There have been many challenges over a long and rich 100-year history to providing adult workers with access to education, but perhaps none quite as impactful as the COVID-19 pandemic.
In September, the region’s unemployment rate jumped up to 9 per cent – the highest levels of job losses since the pandemic took hold early this year. While this is not a complete shock to organisations and people working in and around business, education and employment pathway sectors, this fact serves to underline further the importance of our region working to ensure that we have the right support structure for the region’s eventual recovery.
Our part, and particularly our role as a provider of education and learning to some of our community’s most vulnerable, is to continue to work across our community to ensure that can we help people.
While the college has changed significantly even within the past seven months, its commitment to delivering tailored education and learning solutions for our community has not.
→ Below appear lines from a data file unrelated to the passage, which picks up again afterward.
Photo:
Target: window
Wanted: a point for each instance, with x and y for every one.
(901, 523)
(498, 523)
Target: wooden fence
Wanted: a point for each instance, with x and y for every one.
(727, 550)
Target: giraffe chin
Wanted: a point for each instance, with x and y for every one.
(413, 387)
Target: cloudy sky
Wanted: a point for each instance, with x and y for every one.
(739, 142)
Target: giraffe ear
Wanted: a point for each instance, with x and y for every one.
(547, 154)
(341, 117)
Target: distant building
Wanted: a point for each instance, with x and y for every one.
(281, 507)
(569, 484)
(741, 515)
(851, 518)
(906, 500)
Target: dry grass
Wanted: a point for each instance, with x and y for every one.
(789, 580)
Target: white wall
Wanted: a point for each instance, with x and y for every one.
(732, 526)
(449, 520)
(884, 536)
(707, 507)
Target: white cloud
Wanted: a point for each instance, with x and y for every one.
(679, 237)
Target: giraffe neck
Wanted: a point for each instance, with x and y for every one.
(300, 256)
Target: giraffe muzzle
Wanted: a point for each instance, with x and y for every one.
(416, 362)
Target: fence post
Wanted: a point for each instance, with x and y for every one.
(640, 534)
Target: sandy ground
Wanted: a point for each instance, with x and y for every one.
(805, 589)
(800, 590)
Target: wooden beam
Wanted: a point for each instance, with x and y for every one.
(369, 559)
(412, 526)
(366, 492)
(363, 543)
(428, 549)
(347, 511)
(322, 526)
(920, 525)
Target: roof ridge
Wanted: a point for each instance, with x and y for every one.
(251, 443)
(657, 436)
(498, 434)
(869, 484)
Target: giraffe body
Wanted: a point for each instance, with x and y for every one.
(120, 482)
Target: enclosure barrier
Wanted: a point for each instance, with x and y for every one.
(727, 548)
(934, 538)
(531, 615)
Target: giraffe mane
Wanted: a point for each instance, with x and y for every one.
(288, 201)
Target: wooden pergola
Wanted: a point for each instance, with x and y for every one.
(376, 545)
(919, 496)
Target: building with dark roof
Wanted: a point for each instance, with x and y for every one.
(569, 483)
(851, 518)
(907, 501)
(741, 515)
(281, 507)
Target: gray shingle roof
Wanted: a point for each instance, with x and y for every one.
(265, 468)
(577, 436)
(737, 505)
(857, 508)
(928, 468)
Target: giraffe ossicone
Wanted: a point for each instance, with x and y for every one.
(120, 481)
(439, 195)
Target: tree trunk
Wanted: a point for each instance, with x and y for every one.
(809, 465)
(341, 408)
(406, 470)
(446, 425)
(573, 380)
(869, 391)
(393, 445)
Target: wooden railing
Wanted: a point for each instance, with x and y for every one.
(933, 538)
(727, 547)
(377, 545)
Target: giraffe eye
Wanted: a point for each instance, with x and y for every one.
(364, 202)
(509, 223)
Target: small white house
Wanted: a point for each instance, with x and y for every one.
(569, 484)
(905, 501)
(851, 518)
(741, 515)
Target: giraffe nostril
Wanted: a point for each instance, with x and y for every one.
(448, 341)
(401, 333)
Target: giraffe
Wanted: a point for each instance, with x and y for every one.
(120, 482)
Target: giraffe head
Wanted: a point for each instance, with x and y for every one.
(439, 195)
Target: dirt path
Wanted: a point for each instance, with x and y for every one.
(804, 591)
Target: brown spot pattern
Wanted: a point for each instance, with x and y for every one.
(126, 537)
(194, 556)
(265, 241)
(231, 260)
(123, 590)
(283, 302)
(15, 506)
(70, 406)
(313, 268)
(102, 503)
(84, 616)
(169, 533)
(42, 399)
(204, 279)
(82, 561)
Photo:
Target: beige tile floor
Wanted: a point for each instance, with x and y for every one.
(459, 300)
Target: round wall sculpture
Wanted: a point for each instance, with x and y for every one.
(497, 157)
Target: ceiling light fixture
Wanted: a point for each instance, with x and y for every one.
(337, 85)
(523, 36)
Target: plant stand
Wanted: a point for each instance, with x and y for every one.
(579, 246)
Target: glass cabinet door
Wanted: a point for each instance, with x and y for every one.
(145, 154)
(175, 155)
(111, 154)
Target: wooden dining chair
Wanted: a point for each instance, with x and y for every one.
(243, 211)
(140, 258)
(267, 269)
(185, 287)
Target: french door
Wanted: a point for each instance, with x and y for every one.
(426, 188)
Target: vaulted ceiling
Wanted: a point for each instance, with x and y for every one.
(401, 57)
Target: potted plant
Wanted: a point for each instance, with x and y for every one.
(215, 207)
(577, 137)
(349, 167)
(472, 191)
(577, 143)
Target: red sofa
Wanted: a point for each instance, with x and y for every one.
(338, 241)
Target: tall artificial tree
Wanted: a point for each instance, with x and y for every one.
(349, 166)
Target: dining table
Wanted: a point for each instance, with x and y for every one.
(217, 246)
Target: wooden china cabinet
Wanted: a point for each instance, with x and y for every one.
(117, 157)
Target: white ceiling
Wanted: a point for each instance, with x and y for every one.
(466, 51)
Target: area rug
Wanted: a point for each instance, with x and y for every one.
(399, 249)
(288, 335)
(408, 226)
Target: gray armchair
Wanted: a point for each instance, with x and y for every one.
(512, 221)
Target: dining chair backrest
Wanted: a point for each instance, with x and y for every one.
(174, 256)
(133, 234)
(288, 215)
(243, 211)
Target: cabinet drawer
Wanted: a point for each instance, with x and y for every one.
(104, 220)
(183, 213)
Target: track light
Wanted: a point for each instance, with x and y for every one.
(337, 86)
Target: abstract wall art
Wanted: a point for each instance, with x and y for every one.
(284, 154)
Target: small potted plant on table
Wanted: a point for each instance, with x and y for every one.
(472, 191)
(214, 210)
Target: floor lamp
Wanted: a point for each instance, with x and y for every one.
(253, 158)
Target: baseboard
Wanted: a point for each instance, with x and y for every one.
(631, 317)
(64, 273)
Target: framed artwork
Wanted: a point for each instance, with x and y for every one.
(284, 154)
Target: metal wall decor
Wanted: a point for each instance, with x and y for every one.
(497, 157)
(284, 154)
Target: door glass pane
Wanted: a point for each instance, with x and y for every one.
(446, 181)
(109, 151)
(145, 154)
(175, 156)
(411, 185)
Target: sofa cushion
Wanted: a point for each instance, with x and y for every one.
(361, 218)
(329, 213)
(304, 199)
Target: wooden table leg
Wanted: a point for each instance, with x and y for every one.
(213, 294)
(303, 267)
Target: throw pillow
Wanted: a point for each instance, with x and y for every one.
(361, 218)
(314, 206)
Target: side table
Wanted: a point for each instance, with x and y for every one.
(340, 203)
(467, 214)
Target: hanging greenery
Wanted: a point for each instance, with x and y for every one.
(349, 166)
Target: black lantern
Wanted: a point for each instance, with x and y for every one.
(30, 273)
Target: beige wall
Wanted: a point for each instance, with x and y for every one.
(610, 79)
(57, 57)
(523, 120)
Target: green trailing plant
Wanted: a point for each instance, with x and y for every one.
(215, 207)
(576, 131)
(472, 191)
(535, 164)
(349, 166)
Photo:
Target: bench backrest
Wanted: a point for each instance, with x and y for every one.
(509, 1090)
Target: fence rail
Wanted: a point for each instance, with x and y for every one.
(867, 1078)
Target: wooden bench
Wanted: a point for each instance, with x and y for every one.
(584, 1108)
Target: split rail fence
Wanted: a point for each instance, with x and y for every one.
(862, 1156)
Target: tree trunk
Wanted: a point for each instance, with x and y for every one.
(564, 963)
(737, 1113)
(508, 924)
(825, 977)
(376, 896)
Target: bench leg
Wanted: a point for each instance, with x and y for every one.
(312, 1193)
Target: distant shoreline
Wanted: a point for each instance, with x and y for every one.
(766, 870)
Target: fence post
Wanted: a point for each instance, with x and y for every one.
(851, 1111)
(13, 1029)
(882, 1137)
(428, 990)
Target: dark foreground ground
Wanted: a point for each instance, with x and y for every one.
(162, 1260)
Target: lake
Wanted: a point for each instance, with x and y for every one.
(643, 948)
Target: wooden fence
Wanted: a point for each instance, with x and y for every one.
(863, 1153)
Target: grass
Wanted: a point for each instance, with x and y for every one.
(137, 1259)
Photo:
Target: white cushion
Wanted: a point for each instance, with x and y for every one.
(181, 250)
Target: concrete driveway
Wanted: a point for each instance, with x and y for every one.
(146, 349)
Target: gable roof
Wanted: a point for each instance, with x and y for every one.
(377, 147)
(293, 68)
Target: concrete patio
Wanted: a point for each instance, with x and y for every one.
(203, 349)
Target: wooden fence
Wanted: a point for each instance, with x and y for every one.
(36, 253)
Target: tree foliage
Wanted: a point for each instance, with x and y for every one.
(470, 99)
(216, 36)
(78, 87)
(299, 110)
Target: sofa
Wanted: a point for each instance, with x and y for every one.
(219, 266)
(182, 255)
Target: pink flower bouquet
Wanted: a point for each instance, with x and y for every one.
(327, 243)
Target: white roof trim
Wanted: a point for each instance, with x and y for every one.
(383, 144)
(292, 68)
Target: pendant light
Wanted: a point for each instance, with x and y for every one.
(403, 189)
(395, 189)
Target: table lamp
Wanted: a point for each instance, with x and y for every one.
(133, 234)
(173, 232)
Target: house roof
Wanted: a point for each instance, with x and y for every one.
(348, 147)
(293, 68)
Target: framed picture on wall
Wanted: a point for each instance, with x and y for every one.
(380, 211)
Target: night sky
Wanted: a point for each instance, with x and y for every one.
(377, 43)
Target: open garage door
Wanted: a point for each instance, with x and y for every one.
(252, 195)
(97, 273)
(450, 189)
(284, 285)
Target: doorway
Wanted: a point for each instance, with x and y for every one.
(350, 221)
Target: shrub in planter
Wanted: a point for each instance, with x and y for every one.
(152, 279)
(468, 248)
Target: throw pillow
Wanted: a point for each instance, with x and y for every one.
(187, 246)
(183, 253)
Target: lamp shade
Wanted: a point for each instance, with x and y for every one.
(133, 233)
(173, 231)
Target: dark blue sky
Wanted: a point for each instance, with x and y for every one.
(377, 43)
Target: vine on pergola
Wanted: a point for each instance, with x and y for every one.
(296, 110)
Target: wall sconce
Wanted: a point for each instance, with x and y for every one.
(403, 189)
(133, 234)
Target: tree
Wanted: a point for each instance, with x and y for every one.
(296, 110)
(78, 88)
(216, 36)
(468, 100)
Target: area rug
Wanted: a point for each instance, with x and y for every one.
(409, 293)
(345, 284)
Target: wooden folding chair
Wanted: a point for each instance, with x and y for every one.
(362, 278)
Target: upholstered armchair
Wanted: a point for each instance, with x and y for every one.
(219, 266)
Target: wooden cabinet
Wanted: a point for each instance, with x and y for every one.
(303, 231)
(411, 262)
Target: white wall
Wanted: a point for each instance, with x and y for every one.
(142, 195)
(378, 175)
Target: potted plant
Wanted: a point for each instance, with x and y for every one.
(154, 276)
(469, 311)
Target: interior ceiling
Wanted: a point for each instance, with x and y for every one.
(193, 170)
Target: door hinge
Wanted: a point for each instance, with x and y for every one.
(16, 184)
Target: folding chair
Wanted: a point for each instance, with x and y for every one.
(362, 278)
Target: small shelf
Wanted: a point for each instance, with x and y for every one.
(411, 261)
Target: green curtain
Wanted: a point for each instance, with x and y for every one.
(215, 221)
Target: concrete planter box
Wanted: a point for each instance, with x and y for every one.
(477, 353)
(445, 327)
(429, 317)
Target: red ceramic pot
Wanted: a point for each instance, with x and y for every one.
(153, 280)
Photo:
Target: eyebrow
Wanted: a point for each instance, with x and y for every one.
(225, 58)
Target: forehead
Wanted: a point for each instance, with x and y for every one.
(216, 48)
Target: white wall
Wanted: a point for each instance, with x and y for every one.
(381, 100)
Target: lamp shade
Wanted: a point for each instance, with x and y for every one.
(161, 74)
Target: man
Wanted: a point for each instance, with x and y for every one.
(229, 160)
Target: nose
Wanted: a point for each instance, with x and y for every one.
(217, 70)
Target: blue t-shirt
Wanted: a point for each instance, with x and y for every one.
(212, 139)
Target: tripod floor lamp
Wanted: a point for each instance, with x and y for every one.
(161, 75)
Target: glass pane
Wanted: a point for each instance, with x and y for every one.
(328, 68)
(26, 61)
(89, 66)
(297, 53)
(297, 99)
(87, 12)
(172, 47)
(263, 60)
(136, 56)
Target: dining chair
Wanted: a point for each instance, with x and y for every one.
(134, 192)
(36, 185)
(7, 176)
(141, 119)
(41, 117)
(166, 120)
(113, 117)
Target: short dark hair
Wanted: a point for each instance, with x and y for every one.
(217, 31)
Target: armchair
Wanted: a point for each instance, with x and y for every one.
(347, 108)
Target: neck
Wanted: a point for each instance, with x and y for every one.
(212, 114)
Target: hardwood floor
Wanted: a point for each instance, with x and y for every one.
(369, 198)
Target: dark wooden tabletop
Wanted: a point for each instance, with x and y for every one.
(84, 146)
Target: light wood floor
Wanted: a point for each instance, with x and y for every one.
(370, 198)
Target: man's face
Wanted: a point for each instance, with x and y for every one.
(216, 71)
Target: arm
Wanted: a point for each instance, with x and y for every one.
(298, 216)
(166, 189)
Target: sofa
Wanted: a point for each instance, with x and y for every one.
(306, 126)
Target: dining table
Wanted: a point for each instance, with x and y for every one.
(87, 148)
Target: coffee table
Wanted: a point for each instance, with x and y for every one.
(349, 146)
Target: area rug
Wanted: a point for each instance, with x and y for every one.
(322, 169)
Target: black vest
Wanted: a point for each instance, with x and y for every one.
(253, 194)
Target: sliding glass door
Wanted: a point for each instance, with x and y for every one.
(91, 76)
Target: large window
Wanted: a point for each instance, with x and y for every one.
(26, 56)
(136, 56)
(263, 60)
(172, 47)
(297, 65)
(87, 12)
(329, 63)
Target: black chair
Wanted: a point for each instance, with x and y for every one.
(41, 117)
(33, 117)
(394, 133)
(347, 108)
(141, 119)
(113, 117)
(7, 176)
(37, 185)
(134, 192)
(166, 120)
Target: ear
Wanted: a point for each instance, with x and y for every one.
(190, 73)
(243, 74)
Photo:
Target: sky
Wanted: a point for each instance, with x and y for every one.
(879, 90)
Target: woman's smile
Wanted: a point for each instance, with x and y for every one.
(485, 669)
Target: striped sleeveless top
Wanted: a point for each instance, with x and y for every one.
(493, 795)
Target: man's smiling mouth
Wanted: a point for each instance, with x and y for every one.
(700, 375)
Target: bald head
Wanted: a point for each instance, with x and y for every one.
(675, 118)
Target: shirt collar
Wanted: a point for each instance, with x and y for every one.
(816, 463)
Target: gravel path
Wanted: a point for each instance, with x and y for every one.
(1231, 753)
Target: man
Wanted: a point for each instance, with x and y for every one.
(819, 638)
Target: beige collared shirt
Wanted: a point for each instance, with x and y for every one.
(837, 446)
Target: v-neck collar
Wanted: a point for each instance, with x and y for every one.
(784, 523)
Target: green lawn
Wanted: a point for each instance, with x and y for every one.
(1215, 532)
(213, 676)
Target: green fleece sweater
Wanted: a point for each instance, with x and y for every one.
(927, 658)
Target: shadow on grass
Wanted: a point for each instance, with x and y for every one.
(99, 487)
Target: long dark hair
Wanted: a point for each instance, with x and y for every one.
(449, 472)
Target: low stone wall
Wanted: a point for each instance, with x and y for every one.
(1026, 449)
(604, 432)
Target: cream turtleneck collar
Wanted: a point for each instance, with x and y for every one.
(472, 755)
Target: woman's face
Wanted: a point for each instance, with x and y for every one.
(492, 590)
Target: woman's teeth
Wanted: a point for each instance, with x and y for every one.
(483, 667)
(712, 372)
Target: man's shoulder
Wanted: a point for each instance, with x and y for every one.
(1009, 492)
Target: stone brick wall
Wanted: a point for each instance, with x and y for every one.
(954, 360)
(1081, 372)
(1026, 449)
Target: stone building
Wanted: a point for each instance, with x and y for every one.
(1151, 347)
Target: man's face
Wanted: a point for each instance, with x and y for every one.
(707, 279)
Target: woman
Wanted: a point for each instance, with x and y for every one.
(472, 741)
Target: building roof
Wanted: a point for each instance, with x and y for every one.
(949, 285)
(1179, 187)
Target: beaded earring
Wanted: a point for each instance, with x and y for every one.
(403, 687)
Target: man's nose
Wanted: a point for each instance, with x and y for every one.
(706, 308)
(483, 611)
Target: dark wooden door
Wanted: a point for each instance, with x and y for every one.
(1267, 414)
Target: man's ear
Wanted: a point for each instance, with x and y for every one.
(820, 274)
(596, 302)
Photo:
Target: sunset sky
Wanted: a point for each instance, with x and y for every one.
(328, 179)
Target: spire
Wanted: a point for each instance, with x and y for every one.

Despite the challenges, Atwea has been able to provide learning and education that adds value to individual, community and economic outcomes through skills training, educational qualifications and lifestyle learning options. But, not in the same way or via traditional education pathways.
We know that our community need to access affordable and bespoke educational courses that are designed to suit their needs as they navigate through the health and economic challenges of COVID-19.
The pandemic has had a significant impact on the college which includes eight campuses in the region (including the Alesco Senior College) that are operated by more than 100 staff who provide learning options to thousands of local people each year. While the organisation continued to hold on to its staff, the delivery of face to face accredited and non-accredited courses were put on hold. However, Atwea has since advanced its plans for a new online teaching platform and has been successful in attracting additional government funding to provide facilitated learning.
A NSW Government grant earlier this year provided additional skills training for the growing number of unemployed in our community, while in just a few weeks a record number of high school students will graduate from the Alesco Senior College.
Importantly, our focus has been on ensuring delivery of online and blended learning platforms specifically for people who have been redeployed, unemployed, low to middle-income adults who were at home and considering future job prospects.
Atwea offers courses in skill sets in focussed service industries, business, health and community services. It also provides training for entry-level job seekers through customised skill sets.
Within the next few months, our region will need to respond further to the impacts of unemployment and job displacement. At the heart of this is the need to ensure that we work collaboratively to identify ways to support people to secure a job or create a job.
This is about providing access to affordable and relevant skills training. Atwea is well prepared and is working with businesses, organisations, the not for profit sector and the wider community to develop the right courses and learning experiences now and into the future – whatever that might look like.